The plumbeous tyrant is a year-round resident.

===Feeding===

The diet and foraging behavior of the plumbeous tyrant are little known. It feeds mostly on insects. It usually forages singly and does not join mixed-species feeding flocks.

===Breeding===

The plumbeous tyrant's breeding season has not been fully defined but appears to span at least October to February. Males make a display flight, whirring its wings while ascending to about 10 m above the ground, gliding at the peak, and dropping with closed wings to a perch. The species' nest is an open cup made from grass and moss and lined with feathers.
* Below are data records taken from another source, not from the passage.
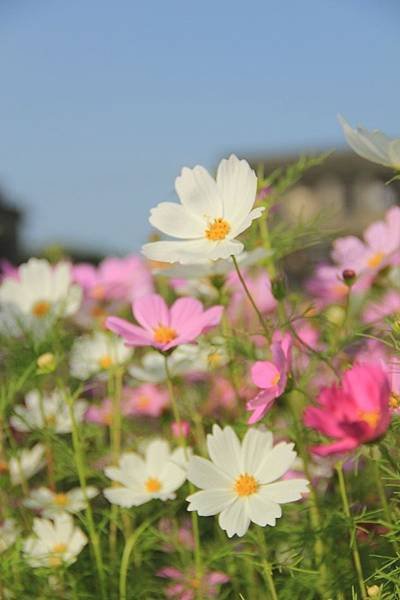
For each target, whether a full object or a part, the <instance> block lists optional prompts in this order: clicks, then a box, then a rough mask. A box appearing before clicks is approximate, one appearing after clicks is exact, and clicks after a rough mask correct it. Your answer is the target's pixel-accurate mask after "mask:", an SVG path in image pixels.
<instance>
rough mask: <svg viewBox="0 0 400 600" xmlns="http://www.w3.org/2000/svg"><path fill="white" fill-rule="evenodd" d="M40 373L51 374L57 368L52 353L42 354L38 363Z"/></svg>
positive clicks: (54, 360)
mask: <svg viewBox="0 0 400 600" xmlns="http://www.w3.org/2000/svg"><path fill="white" fill-rule="evenodd" d="M36 364H37V366H38V372H39V373H51V372H52V371H54V369H55V368H56V358H55V356H54V354H53V353H52V352H45V353H44V354H41V355H40V356H39V358H38V359H37V361H36Z"/></svg>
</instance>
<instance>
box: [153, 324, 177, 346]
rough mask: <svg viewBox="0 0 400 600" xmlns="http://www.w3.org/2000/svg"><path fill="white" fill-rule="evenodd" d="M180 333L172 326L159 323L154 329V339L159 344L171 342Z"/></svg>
mask: <svg viewBox="0 0 400 600" xmlns="http://www.w3.org/2000/svg"><path fill="white" fill-rule="evenodd" d="M177 336H178V334H177V333H176V331H175V329H172V327H166V326H165V325H159V326H158V327H156V329H154V341H155V342H157V344H169V343H170V342H172V340H174V339H175V338H176V337H177Z"/></svg>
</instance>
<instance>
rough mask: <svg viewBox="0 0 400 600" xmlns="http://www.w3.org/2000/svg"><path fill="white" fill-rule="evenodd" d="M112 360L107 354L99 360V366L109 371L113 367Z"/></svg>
mask: <svg viewBox="0 0 400 600" xmlns="http://www.w3.org/2000/svg"><path fill="white" fill-rule="evenodd" d="M112 362H113V361H112V358H111V356H110V355H109V354H105V355H104V356H102V357H101V358H100V359H99V365H100V367H101V368H102V369H109V368H110V367H111V365H112Z"/></svg>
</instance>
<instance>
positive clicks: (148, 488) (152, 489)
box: [144, 477, 162, 494]
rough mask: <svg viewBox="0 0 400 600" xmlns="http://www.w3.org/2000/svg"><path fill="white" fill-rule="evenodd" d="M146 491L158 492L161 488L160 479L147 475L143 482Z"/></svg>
mask: <svg viewBox="0 0 400 600" xmlns="http://www.w3.org/2000/svg"><path fill="white" fill-rule="evenodd" d="M144 487H145V488H146V491H148V492H150V494H153V493H155V492H159V491H160V490H161V487H162V486H161V481H160V480H159V479H157V477H149V478H148V480H147V481H146V483H145V484H144Z"/></svg>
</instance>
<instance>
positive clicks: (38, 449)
mask: <svg viewBox="0 0 400 600" xmlns="http://www.w3.org/2000/svg"><path fill="white" fill-rule="evenodd" d="M44 453H45V448H44V446H43V445H42V444H36V446H34V447H33V448H31V449H24V450H22V451H21V452H20V453H19V454H18V455H17V456H13V457H12V458H10V460H9V463H8V469H9V473H10V478H11V482H12V483H13V485H17V484H19V483H22V482H23V481H24V480H26V479H30V478H31V477H33V475H36V473H38V472H39V471H41V469H43V467H44V465H45V464H46V461H45V459H44Z"/></svg>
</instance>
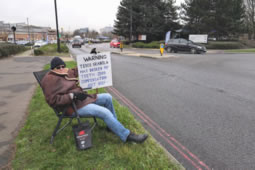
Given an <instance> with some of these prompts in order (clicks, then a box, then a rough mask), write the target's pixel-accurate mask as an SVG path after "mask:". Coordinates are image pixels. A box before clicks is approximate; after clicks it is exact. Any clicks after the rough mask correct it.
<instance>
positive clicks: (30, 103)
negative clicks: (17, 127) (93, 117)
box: [12, 62, 180, 170]
mask: <svg viewBox="0 0 255 170" xmlns="http://www.w3.org/2000/svg"><path fill="white" fill-rule="evenodd" d="M66 63H67V66H68V67H73V66H75V62H66ZM46 67H47V68H49V65H47V66H46ZM90 92H91V93H93V92H92V91H90ZM99 92H100V93H102V92H105V90H104V89H100V90H99ZM113 102H114V106H115V109H116V113H117V116H118V119H119V120H120V122H122V124H123V125H124V126H125V127H127V128H129V129H131V130H132V131H134V132H136V133H144V132H146V131H145V129H144V128H143V127H142V125H141V124H140V123H139V122H138V121H137V120H135V118H134V116H133V115H132V114H131V113H130V112H129V110H128V109H127V108H126V107H124V106H121V105H120V104H118V102H117V101H116V100H114V101H113ZM28 112H29V114H28V117H27V120H26V123H25V125H24V127H23V128H22V129H21V131H20V133H19V135H18V137H17V139H16V154H15V158H14V160H13V161H12V168H13V169H74V170H76V169H180V167H179V166H178V165H176V164H174V163H172V162H171V161H170V159H169V157H168V156H167V154H166V153H165V151H164V150H163V149H162V148H161V147H160V146H159V145H158V144H157V143H156V142H155V140H153V138H152V137H149V138H148V139H147V140H146V141H145V142H144V143H143V144H135V143H129V142H127V143H123V142H122V141H121V140H120V139H119V138H118V137H117V136H116V135H114V134H113V133H110V132H107V131H106V130H105V128H106V125H105V124H104V122H103V121H102V120H98V122H99V125H98V126H96V127H95V129H94V131H93V147H92V148H90V149H88V150H85V151H77V149H76V146H75V141H74V137H73V133H72V128H71V126H69V127H67V128H65V130H64V131H62V132H60V134H58V135H57V136H56V138H55V140H54V143H53V145H50V144H49V142H50V137H51V134H52V132H53V129H54V128H55V125H56V123H57V117H56V116H55V113H54V112H53V110H52V109H51V108H50V107H49V106H48V105H47V103H46V102H45V99H44V96H43V93H42V90H41V89H40V88H39V87H37V89H36V91H35V94H34V96H33V98H32V100H31V102H30V104H29V109H28ZM66 121H67V120H65V121H64V122H63V124H64V123H65V122H66ZM83 121H84V120H83ZM91 121H92V120H91ZM75 123H77V122H76V121H73V124H75Z"/></svg>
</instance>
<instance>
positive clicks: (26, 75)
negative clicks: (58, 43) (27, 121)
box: [0, 51, 51, 169]
mask: <svg viewBox="0 0 255 170" xmlns="http://www.w3.org/2000/svg"><path fill="white" fill-rule="evenodd" d="M50 60H51V57H46V56H44V57H42V56H36V57H34V56H31V51H26V52H25V53H22V54H19V55H18V56H11V57H8V58H4V59H1V60H0V61H1V62H0V81H1V84H0V136H1V138H0V169H10V167H9V162H10V160H11V159H12V157H13V155H14V154H13V153H14V152H13V151H14V149H15V148H14V145H13V142H14V139H15V137H16V135H17V134H18V131H19V129H20V128H21V127H22V126H23V124H24V121H25V118H26V114H27V109H28V104H29V101H30V99H31V98H32V95H33V93H34V90H35V88H36V86H37V82H36V80H35V78H34V76H33V71H39V70H42V69H43V66H44V65H45V64H47V63H49V61H50Z"/></svg>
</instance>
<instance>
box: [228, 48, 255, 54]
mask: <svg viewBox="0 0 255 170" xmlns="http://www.w3.org/2000/svg"><path fill="white" fill-rule="evenodd" d="M224 51H225V52H233V53H255V48H249V49H237V50H224Z"/></svg>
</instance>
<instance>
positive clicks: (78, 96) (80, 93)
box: [73, 93, 89, 101]
mask: <svg viewBox="0 0 255 170" xmlns="http://www.w3.org/2000/svg"><path fill="white" fill-rule="evenodd" d="M88 96H89V95H88V94H85V93H73V99H74V100H80V101H83V100H85V99H86V98H87V97H88Z"/></svg>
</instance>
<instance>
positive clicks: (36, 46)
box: [34, 40, 48, 47]
mask: <svg viewBox="0 0 255 170" xmlns="http://www.w3.org/2000/svg"><path fill="white" fill-rule="evenodd" d="M47 44H48V43H47V42H46V41H43V40H39V41H36V42H35V44H34V47H42V46H44V45H47Z"/></svg>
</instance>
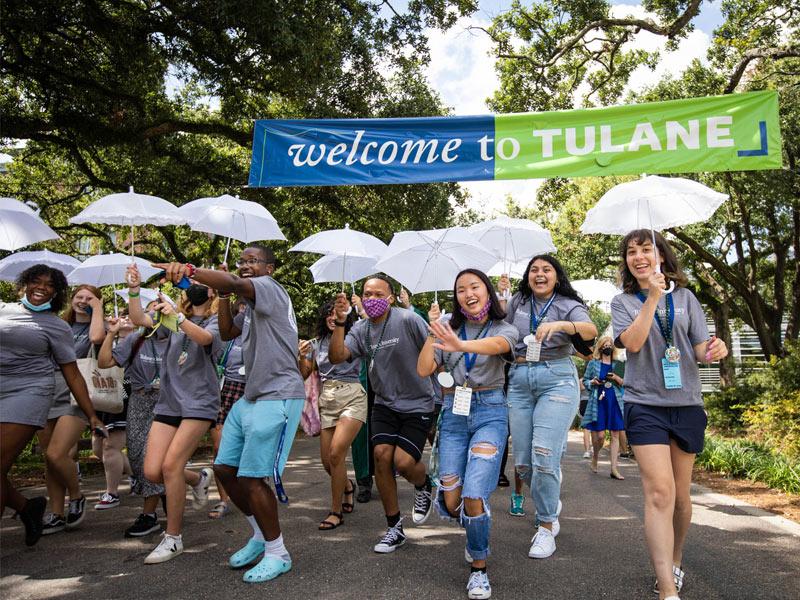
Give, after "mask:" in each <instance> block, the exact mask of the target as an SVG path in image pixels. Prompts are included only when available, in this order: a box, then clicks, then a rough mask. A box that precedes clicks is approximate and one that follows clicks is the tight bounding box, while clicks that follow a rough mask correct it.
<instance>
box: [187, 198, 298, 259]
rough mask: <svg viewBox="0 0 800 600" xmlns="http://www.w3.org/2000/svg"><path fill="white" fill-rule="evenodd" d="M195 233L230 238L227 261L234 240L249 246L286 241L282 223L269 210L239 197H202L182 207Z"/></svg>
mask: <svg viewBox="0 0 800 600" xmlns="http://www.w3.org/2000/svg"><path fill="white" fill-rule="evenodd" d="M178 212H179V213H180V214H181V215H182V216H183V217H185V218H186V222H187V223H188V225H189V227H190V228H191V229H193V230H194V231H203V232H205V233H213V234H214V235H221V236H223V237H226V238H228V241H227V243H226V244H225V258H224V259H223V262H226V263H227V262H228V251H229V250H230V247H231V238H233V239H235V240H239V241H242V242H245V243H248V242H255V241H257V240H285V239H286V236H285V235H283V232H282V231H281V229H280V227H279V226H278V221H276V220H275V217H273V216H272V213H270V212H269V211H268V210H267V209H266V208H265V207H263V206H261V205H260V204H258V203H257V202H250V201H249V200H242V199H240V198H239V197H238V196H231V195H229V194H223V195H222V196H216V197H211V198H199V199H198V200H192V201H191V202H189V203H187V204H184V205H183V206H181V207H180V208H178Z"/></svg>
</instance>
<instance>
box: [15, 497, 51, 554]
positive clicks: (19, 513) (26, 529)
mask: <svg viewBox="0 0 800 600" xmlns="http://www.w3.org/2000/svg"><path fill="white" fill-rule="evenodd" d="M45 509H47V498H45V497H44V496H37V497H36V498H29V499H28V501H27V502H25V506H24V507H23V509H22V510H21V511H19V513H17V514H19V520H20V521H22V524H23V525H24V526H25V545H26V546H33V545H34V544H36V542H38V541H39V538H40V537H42V533H43V531H42V529H43V528H44V523H43V522H42V517H44V511H45Z"/></svg>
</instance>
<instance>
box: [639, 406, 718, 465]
mask: <svg viewBox="0 0 800 600" xmlns="http://www.w3.org/2000/svg"><path fill="white" fill-rule="evenodd" d="M707 423H708V417H706V411H705V410H704V409H703V407H702V406H700V405H693V406H653V405H649V404H633V403H630V402H626V403H625V432H626V433H627V435H628V443H629V444H630V445H631V446H646V445H648V444H666V445H669V442H670V440H675V443H677V444H678V447H679V448H680V449H681V450H683V451H684V452H688V453H689V454H699V453H700V452H702V451H703V443H704V442H705V432H706V425H707Z"/></svg>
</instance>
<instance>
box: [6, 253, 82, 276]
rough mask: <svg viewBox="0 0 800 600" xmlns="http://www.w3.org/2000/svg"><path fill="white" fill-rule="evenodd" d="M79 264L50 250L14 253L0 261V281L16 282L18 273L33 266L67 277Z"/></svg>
mask: <svg viewBox="0 0 800 600" xmlns="http://www.w3.org/2000/svg"><path fill="white" fill-rule="evenodd" d="M80 264H81V262H80V261H79V260H77V259H75V258H72V257H71V256H68V255H66V254H59V253H58V252H50V250H31V251H28V252H16V253H14V254H10V255H9V256H6V257H5V258H4V259H3V260H0V281H16V279H17V277H18V276H19V274H20V273H22V272H23V271H24V270H25V269H27V268H29V267H32V266H34V265H47V266H48V267H53V268H56V269H58V270H59V271H61V272H62V273H64V275H67V276H68V275H69V274H70V273H71V272H72V271H73V269H75V267H79V266H80Z"/></svg>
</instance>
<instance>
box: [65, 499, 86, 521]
mask: <svg viewBox="0 0 800 600" xmlns="http://www.w3.org/2000/svg"><path fill="white" fill-rule="evenodd" d="M85 516H86V496H81V497H80V498H78V499H77V500H70V501H69V507H68V508H67V529H72V528H73V527H77V526H78V525H80V524H81V521H83V518H84V517H85Z"/></svg>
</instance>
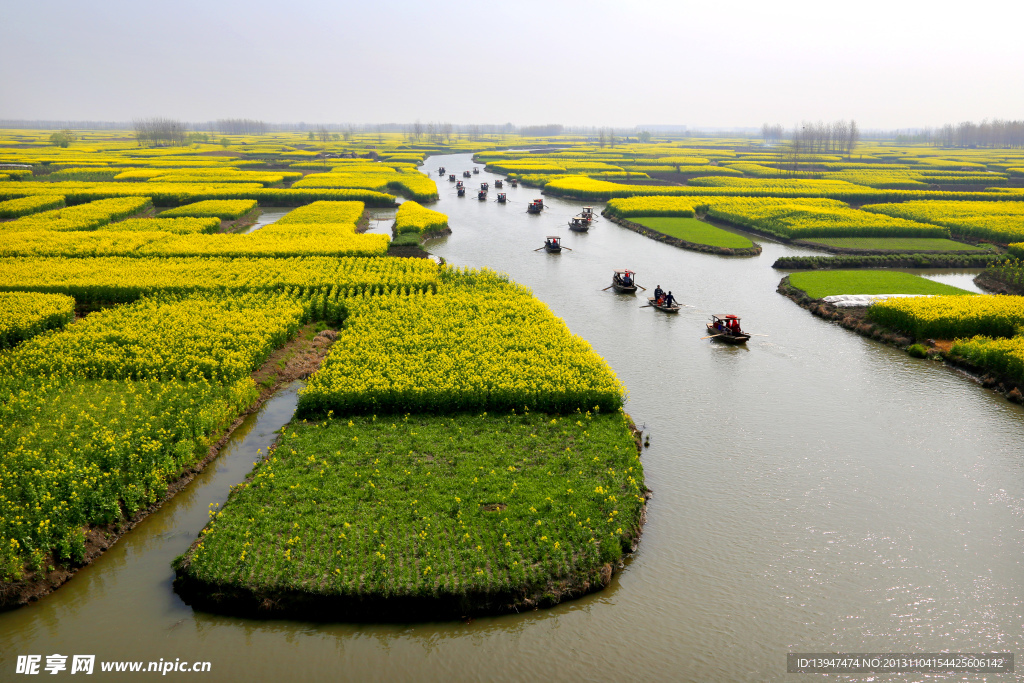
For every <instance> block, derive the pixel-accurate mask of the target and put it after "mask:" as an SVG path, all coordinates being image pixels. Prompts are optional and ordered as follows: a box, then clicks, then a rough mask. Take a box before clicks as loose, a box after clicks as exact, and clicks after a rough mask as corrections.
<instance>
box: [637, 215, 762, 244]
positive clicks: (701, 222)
mask: <svg viewBox="0 0 1024 683" xmlns="http://www.w3.org/2000/svg"><path fill="white" fill-rule="evenodd" d="M630 220H632V221H633V222H634V223H639V224H641V225H643V226H644V227H649V228H650V229H652V230H657V231H658V232H662V233H664V234H668V236H669V237H673V238H678V239H680V240H686V241H687V242H692V243H694V244H698V245H709V246H711V247H728V248H729V249H750V248H751V247H753V246H754V243H753V242H751V241H750V240H748V239H746V238H744V237H743V236H741V234H736V233H735V232H730V231H728V230H723V229H722V228H720V227H715V226H714V225H712V224H710V223H706V222H703V221H702V220H697V219H696V218H679V217H675V216H639V217H636V218H630Z"/></svg>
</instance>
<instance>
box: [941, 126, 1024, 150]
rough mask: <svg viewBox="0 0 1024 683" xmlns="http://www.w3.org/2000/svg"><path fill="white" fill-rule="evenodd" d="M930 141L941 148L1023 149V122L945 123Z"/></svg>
mask: <svg viewBox="0 0 1024 683" xmlns="http://www.w3.org/2000/svg"><path fill="white" fill-rule="evenodd" d="M931 141H932V143H933V144H936V145H939V146H943V147H1024V121H1002V120H1001V119H993V120H992V121H988V120H987V119H986V120H985V121H982V122H981V123H973V122H971V121H965V122H963V123H958V124H956V125H955V126H954V125H952V124H950V123H947V124H946V125H944V126H942V128H939V129H938V130H937V131H935V132H934V134H933V136H932V140H931Z"/></svg>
It is typically placed on a horizontal branch up to about 4 m above the ground. The clutch is one to three eggs that are white with chestnut marks at the larger end. The incubation period, time to fledging, and details of parental care are not known. Nest parasitism by shiny cowbirds (Molothrus bonariensis) has been observed.

===Vocalization===

As of April 2025 xeno-canto had five recordings of plumbeous tyrant vocalizations; the Cornell Lab of Ornithology's Macaulay Library had one of them and three others. The species is mostly silent. At the peak of the display flight males utter "a rich tchick!". The species' call is "a rapid, low chirri'jurriew" that is accompanied by bill snapping.

==Status==

The IUCN has assessed the plumbeous tyrant as being of Least Concern. It has a large range; its population size is not known and is believed to be decreasing. No immediate threats have been identified. It is rare in Peru and fairly common in Argentina and at least parts of Bolivia. It occurs in national parks in all three countries within its range.